By Katie Martin
Despite having worked on nine district reconfiguration options, the Harwood Unified Union School District (HUUSD) Board reversed course at its April 10 meeting and decided to pause asset management work, further delaying action on district redesign.
At its April 10 meeting, the HUUSD Board decided to put the asset management and executive facilities committee work on hold as the board will do pre-K through grade 12 planning and bond preparation as a full board.
Board chair Caitlin Hollister said via email that the board may task subcommittees with minimal work, but going forward a collective approach will allow the board to work more efficiently and productively.

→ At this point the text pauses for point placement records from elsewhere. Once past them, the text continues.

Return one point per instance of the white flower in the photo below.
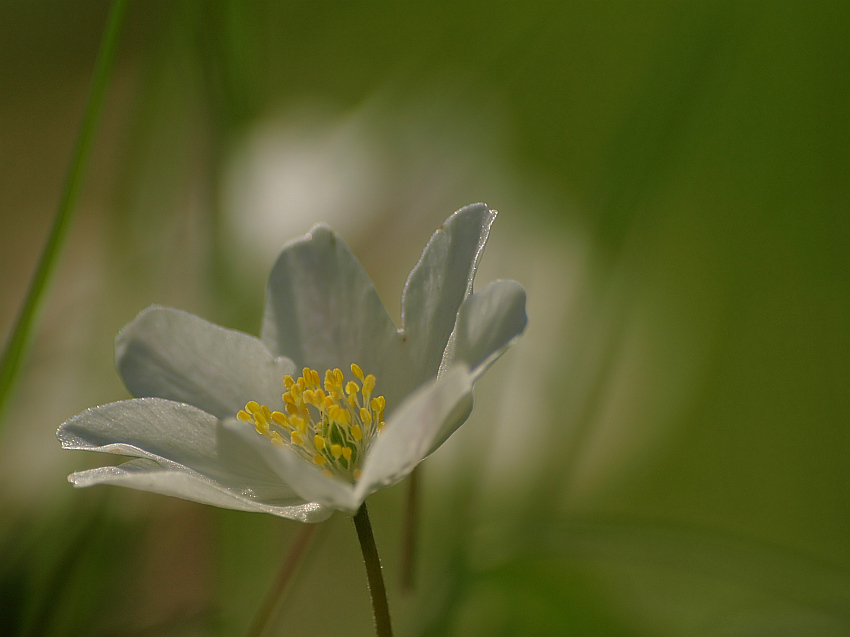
(222, 420)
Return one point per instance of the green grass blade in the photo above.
(21, 334)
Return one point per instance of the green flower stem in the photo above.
(408, 555)
(21, 333)
(380, 607)
(285, 575)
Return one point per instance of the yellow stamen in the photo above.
(326, 423)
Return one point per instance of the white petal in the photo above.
(487, 324)
(440, 282)
(305, 478)
(147, 475)
(322, 311)
(171, 354)
(171, 432)
(419, 425)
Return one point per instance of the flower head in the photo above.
(330, 404)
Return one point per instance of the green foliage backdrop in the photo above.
(665, 453)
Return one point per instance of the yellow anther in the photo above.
(314, 415)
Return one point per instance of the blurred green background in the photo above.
(665, 452)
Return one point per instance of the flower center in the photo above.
(330, 425)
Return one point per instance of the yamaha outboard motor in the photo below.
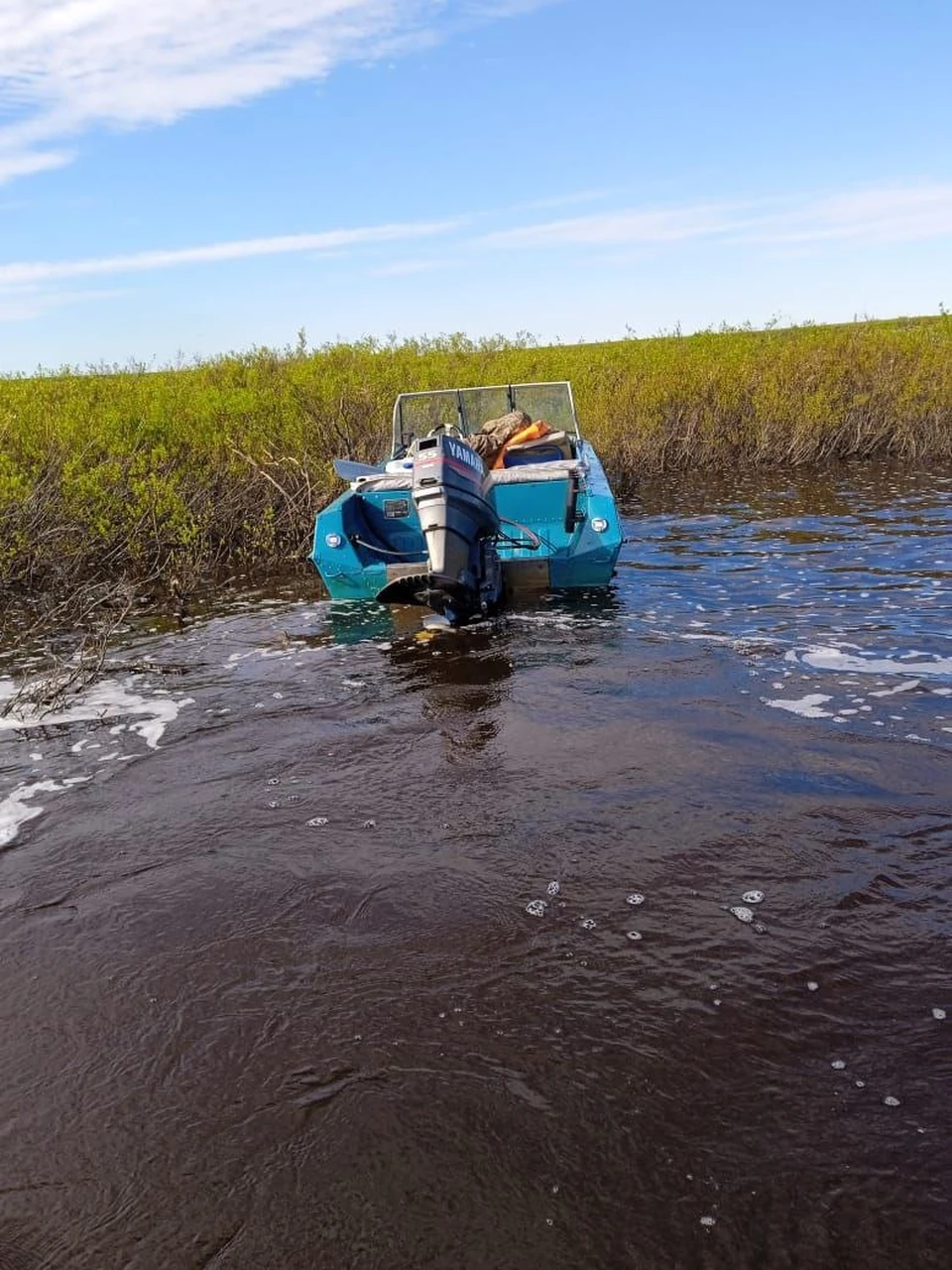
(463, 579)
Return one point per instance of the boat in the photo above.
(488, 492)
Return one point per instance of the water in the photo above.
(317, 933)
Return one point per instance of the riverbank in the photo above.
(166, 476)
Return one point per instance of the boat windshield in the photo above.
(416, 414)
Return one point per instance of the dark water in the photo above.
(272, 994)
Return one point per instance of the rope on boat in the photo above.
(535, 540)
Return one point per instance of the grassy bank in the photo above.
(150, 474)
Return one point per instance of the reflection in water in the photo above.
(612, 933)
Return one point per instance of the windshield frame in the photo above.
(404, 434)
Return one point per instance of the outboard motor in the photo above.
(463, 579)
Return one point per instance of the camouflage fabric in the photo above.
(494, 435)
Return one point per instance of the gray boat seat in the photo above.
(553, 468)
(385, 481)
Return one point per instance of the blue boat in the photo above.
(488, 492)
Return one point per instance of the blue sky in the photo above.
(179, 181)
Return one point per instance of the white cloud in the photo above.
(68, 64)
(33, 272)
(870, 216)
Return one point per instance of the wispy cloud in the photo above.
(32, 272)
(869, 216)
(70, 64)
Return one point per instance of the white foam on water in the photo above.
(14, 810)
(105, 699)
(823, 658)
(807, 706)
(900, 688)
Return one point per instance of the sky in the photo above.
(182, 181)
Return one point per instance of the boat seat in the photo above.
(552, 445)
(551, 468)
(385, 481)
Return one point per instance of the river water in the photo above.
(615, 933)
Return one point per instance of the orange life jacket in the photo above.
(531, 434)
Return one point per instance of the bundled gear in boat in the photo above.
(497, 434)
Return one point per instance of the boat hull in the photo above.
(371, 539)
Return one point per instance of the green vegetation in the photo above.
(151, 474)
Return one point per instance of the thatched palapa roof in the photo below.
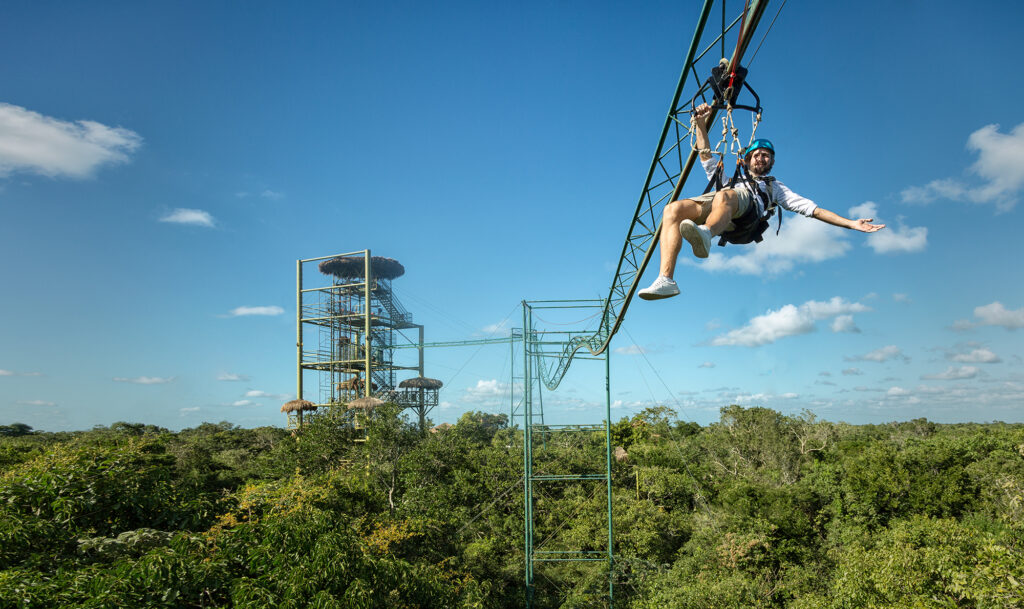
(366, 402)
(297, 405)
(347, 267)
(421, 383)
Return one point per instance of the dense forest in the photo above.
(758, 510)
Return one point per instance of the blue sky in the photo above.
(164, 165)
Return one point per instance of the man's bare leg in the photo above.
(671, 243)
(723, 207)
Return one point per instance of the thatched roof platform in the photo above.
(421, 383)
(368, 403)
(297, 405)
(350, 267)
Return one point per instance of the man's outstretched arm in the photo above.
(862, 224)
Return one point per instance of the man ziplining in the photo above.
(738, 212)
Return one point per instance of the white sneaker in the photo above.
(697, 236)
(662, 288)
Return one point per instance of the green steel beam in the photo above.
(642, 237)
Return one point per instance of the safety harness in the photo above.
(750, 226)
(726, 84)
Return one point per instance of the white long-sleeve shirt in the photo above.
(777, 192)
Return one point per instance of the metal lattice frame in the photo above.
(668, 175)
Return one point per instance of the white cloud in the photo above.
(945, 188)
(1000, 162)
(35, 402)
(999, 165)
(976, 356)
(145, 380)
(788, 320)
(891, 240)
(961, 325)
(33, 143)
(259, 393)
(883, 354)
(802, 240)
(954, 374)
(16, 374)
(898, 240)
(186, 216)
(264, 310)
(489, 392)
(845, 323)
(996, 314)
(495, 328)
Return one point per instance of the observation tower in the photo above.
(349, 323)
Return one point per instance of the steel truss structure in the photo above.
(674, 158)
(544, 478)
(356, 324)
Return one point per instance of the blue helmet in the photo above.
(759, 143)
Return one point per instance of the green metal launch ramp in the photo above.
(547, 354)
(669, 171)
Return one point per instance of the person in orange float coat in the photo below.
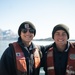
(22, 57)
(59, 59)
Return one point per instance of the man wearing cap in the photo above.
(22, 57)
(60, 58)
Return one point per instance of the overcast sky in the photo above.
(44, 14)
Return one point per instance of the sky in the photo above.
(44, 14)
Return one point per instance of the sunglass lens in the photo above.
(24, 30)
(31, 30)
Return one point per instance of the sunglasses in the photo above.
(30, 30)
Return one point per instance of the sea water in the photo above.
(5, 43)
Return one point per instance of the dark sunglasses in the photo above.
(30, 30)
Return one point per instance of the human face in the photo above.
(60, 38)
(27, 35)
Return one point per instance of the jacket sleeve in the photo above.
(7, 66)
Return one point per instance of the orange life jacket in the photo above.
(70, 69)
(21, 60)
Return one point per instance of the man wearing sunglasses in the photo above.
(22, 57)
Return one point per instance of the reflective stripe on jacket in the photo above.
(21, 61)
(70, 69)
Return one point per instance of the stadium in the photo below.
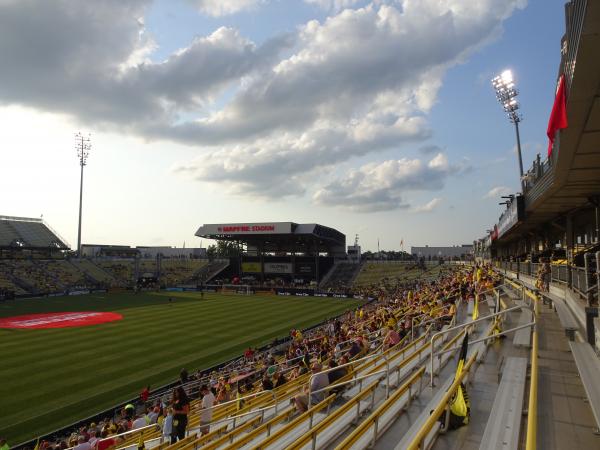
(281, 334)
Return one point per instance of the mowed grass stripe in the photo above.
(50, 398)
(165, 344)
(134, 321)
(240, 347)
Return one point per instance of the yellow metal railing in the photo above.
(370, 421)
(422, 434)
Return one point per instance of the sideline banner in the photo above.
(251, 267)
(311, 293)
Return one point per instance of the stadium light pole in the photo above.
(83, 145)
(506, 93)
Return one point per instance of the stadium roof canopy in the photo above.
(29, 233)
(279, 236)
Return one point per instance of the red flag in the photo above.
(558, 116)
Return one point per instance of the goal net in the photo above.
(235, 289)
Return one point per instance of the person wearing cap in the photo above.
(208, 400)
(319, 381)
(82, 444)
(153, 414)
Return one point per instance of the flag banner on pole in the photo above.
(460, 404)
(558, 116)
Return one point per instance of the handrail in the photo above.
(381, 409)
(343, 383)
(312, 432)
(129, 432)
(464, 325)
(305, 415)
(255, 394)
(415, 444)
(531, 441)
(371, 356)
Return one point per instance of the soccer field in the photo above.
(51, 378)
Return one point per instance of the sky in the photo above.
(375, 117)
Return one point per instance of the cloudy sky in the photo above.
(374, 117)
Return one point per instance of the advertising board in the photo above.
(278, 267)
(251, 267)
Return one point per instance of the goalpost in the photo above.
(232, 289)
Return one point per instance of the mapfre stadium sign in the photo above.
(245, 228)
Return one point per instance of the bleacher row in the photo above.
(386, 400)
(35, 276)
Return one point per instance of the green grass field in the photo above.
(51, 378)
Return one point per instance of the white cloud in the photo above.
(429, 206)
(218, 8)
(380, 187)
(335, 5)
(497, 192)
(361, 81)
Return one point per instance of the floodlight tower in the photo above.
(506, 93)
(83, 145)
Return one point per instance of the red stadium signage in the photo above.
(59, 320)
(216, 229)
(246, 228)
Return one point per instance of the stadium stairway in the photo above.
(342, 273)
(206, 273)
(324, 423)
(95, 272)
(499, 388)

“We recognized that our board often works best when our most complicated tasks are addressed with the entire board. For example, our merged board has always approached budget work at the full board level, not with committees. That way we all receive the same information at the same time and each board member has equal access to see the reports, ask questions of our district leaders and work together to determine next steps. This also allows members of the public better access – our full board meetings being at predictable times and locations with dedicated time for public comment,” said Hollister.
NINE CONFIGURATIONS
At its last meeting on April 3, the asset management committee (AMC), a subcommittee of the HUUSD Board, viewed nine different school configuration models to be cost out based on a set of metrics. Those nine configuration options include one to two middle schools and three to five elementary schools.
Option 1 has no change from the current configuration of two middle schools and five elementary schools. Option 2 has one middle school and five primary schools. Option 3a has two middle schools and four primary schools, turning Waitsfield Elementary into a Valley middle school with grades six to eight. Option 3b has two middle schools and four primary schools with Waitsfield becoming a Valley middle school for grades five to eight. Option 4 shows two middle schools and three primary schools, eliminating Waitsfield and Fayston elementary schools with Waitsfield becoming a middle school. Option 5 shows one middle school at CBMS and four primary schools excluding Fayston elementary.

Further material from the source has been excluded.